A special grand jury in Alexandria has indicted two Lynchburg Police officers in connection with an officer-involved shooting in February. Edward Ferron and Savannah Simmons both face charges that include reckless handling of a firearm resulting in serious bodily injury and unlawful wounding. Police shot 35-year-old Walker Sigler in the leg at his Link Road home in the early morning hours of February 17. In response to the indictments, Lynchburg Police released a statement saying their thoughts and prayers remain with the officers and the impacted family – and they are committed to the criminal justice process as it runs its course. The officers have been placed on administrative leave with pay until the conclusion of the criminal trial.
The attorney representing Walker Sigler says a police bullet shattered his leg – and the blood loss caused permanent partial loss of vision. The Lichtenstein Law Group says when Sigler was shot, his six- and three-year-old sons were sleeping upstairs as was his wife, who was eight months pregnant at the time.
(Continue reading for statements from the Alexandria Commonwealth’s Attorney’s Office, Lynchburg Police and Walker Sigler’s attorney)

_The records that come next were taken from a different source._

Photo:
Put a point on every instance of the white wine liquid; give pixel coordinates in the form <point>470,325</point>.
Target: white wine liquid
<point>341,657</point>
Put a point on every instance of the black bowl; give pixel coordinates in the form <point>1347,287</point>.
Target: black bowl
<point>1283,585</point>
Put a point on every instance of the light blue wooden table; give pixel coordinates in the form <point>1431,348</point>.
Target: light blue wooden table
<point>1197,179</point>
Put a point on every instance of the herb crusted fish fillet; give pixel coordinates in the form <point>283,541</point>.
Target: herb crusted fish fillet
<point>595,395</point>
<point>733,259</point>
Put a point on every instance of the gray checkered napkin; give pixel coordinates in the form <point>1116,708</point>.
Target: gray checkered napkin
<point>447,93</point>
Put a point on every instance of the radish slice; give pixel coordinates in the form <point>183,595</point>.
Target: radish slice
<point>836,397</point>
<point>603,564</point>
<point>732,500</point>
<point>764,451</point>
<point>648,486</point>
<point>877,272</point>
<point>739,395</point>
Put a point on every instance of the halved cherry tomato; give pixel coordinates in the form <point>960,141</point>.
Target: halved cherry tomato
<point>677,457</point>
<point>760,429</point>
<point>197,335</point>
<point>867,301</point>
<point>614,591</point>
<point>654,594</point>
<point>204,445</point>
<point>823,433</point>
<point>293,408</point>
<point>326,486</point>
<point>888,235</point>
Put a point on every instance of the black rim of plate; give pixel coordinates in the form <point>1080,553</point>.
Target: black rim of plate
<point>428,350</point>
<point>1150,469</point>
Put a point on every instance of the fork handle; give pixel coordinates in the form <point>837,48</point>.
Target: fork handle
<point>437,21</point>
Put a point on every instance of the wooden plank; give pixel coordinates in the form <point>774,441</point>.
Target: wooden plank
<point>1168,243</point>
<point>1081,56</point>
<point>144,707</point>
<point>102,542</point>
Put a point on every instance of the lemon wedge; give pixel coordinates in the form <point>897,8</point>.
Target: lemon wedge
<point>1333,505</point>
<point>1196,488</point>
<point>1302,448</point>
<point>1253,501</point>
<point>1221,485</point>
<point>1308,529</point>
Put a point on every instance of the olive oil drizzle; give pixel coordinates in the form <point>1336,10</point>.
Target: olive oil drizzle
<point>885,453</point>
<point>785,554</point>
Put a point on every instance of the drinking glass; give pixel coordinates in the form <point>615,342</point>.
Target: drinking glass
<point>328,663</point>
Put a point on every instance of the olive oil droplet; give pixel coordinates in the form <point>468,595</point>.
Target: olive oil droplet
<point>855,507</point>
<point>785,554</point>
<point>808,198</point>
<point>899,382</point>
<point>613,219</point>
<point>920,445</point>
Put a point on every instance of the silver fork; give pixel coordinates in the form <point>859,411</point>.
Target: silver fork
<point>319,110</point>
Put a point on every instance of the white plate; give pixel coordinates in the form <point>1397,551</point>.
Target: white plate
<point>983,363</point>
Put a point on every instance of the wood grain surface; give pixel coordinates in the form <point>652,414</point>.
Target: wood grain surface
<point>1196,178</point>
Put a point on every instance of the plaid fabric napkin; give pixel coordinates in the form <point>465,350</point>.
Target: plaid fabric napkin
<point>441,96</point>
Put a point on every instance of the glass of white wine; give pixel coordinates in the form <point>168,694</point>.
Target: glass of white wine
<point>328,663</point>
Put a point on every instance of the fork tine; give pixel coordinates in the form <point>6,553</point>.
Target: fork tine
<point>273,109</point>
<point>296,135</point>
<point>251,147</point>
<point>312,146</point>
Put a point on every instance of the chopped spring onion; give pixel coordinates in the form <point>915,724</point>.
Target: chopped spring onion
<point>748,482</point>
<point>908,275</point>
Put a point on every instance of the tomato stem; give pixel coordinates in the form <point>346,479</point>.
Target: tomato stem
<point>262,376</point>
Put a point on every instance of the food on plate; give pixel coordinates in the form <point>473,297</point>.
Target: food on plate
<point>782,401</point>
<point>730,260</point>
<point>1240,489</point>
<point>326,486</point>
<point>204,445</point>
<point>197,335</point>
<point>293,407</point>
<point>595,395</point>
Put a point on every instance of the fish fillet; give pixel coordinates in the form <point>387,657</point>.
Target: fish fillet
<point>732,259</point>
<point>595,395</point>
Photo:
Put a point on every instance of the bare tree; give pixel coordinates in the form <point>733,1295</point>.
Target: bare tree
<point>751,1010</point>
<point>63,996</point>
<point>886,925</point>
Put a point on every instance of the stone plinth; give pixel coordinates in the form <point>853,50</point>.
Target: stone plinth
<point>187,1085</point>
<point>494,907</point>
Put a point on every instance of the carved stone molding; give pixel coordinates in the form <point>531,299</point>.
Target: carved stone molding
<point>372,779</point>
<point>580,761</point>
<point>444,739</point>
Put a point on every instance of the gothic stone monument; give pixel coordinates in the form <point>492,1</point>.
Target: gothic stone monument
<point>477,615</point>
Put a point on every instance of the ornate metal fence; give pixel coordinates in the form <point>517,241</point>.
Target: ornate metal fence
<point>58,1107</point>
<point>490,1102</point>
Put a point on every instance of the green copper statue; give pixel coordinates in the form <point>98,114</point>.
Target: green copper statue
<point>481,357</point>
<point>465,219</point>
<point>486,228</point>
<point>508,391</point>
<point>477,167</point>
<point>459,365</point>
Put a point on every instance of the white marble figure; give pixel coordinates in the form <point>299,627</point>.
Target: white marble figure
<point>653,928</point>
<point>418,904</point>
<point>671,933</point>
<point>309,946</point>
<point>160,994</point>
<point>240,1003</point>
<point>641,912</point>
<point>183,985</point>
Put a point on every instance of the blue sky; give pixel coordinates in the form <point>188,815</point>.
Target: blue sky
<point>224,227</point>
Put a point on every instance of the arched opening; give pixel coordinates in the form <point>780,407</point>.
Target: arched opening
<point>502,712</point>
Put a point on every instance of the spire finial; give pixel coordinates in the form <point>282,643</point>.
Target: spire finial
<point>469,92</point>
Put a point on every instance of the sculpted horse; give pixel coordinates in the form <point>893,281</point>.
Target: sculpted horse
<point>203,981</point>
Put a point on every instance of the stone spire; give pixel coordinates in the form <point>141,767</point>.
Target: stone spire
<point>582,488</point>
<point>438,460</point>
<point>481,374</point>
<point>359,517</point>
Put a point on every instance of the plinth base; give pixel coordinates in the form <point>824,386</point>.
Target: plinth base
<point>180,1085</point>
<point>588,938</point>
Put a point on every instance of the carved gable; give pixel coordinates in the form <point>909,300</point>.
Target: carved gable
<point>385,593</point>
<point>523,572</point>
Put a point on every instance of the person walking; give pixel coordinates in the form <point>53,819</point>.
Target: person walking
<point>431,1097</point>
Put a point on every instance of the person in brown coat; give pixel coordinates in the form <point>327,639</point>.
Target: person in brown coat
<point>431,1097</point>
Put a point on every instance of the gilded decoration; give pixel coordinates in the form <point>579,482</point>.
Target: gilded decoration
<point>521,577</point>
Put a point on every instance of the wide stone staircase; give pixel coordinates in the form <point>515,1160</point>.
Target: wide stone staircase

From the Alexandria Commonwealth’s Attorney’s Office: On June 20, 2018, a Special Grand Jury for the City of Lynchburg returned indictments against two Lynchburg Police Officers. The indictments relate to an on-duty incident that occurred on February 17, 2018, in which the officers allegedly fired their weapons and seriously injured a City resident. Edward Ferron, age 41, and Savannah Simmons, age 22, were both indicted on three felony counts: 1)Reckless Handling of a Firearm Resulting in Serious Bodily Injury, 2) Unlawful Wounding, and 3) Unlawful Shooting at an Occupied Domicile. Any person charged with a criminal offense is presumed to be innocent and the mere fact that a person has been indicted is not evidence that they are guilty of any crime. The maximum penalty on each count is 5 years of incarceration. No trial date has been set as of the time of this release. Once a trial date is set, another release will be issued. Because a grand jury has decided to bring indictments, all body-worn camera footage is now considered evidence in a criminal case. Any release of body-worn camera footage would constitute “an extrajudicial statement” that has “a substantial likelihood of interfering with the fairness of a trial by jury” in violation of the Rules of Professional Conduct. Therefore, there will be no release of the footage at this juncture. After the matter has been adjudicated in a court of law, the Office of the Commonwealth’s Attorney will make an appropriate release of body-worn camera footage.